7.    YouTube has become another medium for an artist to present their work and expertise on the Internet. Think of it as a small ad, a visual article or promotional piece. The better and more professional the spot, the more it reinforces the artist’s brand. Also on YouTube, the artist can set up an “Artist YouTube Page”. Which will contain, in one place all of the artist’s videos and or other related videos. Again, they provide for a profile section and links back to the artist’s website and also will be picked up on the major search engines.

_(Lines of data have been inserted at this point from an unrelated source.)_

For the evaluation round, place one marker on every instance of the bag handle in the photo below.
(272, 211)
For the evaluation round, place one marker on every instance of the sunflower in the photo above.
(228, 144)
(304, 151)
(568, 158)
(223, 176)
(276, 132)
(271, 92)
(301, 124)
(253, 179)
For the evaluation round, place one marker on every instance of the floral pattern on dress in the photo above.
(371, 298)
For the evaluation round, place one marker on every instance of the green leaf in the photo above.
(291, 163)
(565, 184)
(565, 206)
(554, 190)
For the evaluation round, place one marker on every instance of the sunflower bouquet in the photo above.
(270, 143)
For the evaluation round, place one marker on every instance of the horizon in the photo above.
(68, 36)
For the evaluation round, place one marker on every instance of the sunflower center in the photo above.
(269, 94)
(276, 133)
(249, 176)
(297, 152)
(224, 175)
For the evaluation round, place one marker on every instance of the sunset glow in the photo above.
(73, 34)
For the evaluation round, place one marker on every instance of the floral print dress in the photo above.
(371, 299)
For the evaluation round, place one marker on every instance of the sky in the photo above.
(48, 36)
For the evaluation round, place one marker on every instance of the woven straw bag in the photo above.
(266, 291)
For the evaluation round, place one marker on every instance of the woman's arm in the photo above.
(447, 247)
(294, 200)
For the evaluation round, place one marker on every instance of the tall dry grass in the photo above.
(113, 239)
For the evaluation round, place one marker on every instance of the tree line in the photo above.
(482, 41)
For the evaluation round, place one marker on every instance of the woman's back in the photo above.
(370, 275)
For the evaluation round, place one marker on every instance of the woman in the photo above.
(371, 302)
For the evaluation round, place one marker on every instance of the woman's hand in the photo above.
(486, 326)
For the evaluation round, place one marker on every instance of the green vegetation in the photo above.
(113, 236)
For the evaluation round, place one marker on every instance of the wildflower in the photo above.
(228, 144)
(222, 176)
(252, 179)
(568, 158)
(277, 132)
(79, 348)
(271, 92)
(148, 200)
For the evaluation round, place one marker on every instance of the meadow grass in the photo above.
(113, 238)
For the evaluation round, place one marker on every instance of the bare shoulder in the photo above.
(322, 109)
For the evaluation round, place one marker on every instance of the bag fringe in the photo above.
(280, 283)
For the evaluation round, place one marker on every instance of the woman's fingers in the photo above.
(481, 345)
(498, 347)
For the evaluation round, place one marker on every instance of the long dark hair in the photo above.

8.    Webinars are now a growing field that artists and other professionals can promote their brand and their expertise. It is much like YouTube but is an exclusive format and the artist’s followers are invited to attend this event. Many people charge for this too. I believe that it should be used as a promotional tool, as a means to keep the target market informed and engaged with the artist.

9.    Artists can participate in forum discussions and this provides an artist with the opportunity to help their brand while promoting their artwork and their website. It is almost a form of social networking as the artist is coming in contact with similar people, with the same interests. The same common sense rules apply to the forums, as whatever a person writes in a forum will be online forever!

10.    Viral Magazines are just beginning to come into their own and is a new way for an artist to promote their artwork in a very upscale manner. There are several sites that now provide this low-cost service. Since there is a cost to publishing an online magazine, the artist could pay for this as a promotional tool for their prospects and customers.